Chavela Vargas was an LGBT Mexican ranchera singer who didn’t just sing Rancheras, she lived them. Honestly, when I think of Ranchera, I think of Chavela.
Isabel Vargas Lizano was born in San Joaquín Flores, Costa Rica on April 17, 1919. She ran away to Mexico when she was 14, attracted by the creative energy of the Mexican Golden Age after the Mexican Revolution.
For a long time, Vargas sang on the streets. She turned professional in her 30s and established a career in the 1940s and 50s.
Vargas is a Ranchera singer. Rancheras are Mexican folk songs of love lost mostly sung by men with a drunken swagger. Chavela made this style her own by singing Rancheras with simple emotion, and lots of alcohol.
She sang like a man, dressed like a man, partied like a man, and chased women like a man.
Traditional Mexican society is conservative and very Machista (macho). Vargas was breaking the rules and that made her unique. It also made her a fan of the queer community which was very repressed in that time and place.
In the late 1950s, Vargas got noticed for her performances in Acapulco which at the time was a jet-set getaway.
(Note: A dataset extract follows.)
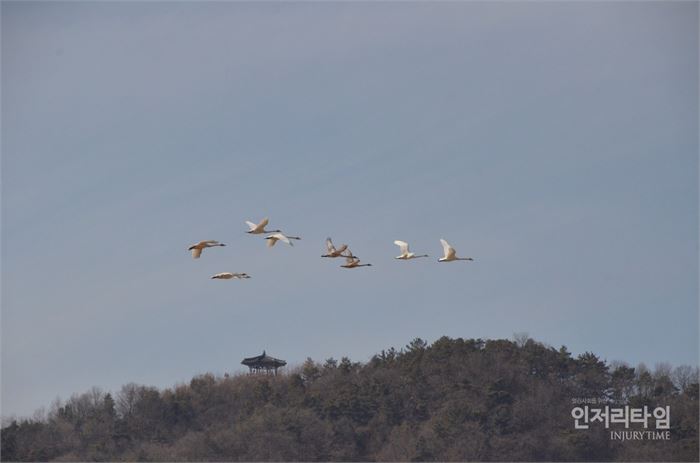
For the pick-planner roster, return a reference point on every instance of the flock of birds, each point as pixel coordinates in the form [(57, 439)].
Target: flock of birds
[(351, 261)]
That led to her first recording Noche de Bohemia (1961). She eventually recorded 80 albums.
Vargas became a huge star in the 1960s. Eventually, she succumbed to alcoholism a disappeared in the 1980s. Vargas told the New York Times that without knowing who she was, a Huichol Indian family took her in and nursed her back to health.
Vargas started performing again in 1991 and her career took off again. Spanish film director Pedro Almodóvar became a fan and used her music in some of his movies including The Flower of My Secret (1995), and Julieta (2016). This helped grow her international audience.
New York’s own Claudia Norman produced Vargas’ Carnegie Hall debut in 2003 at age 83.
The great singer passed away on August 5, 2012, in Cuernavaca, Morelos, Mexico.
Chavela is Catherine Gund and Daresha Kyi’s 2017 documentary about the great singer.
The movie is centered around an interview that Catherine Gund shot in Mexico in the early 1990s. She dug up her old footage after Vargas passed and the movie was born.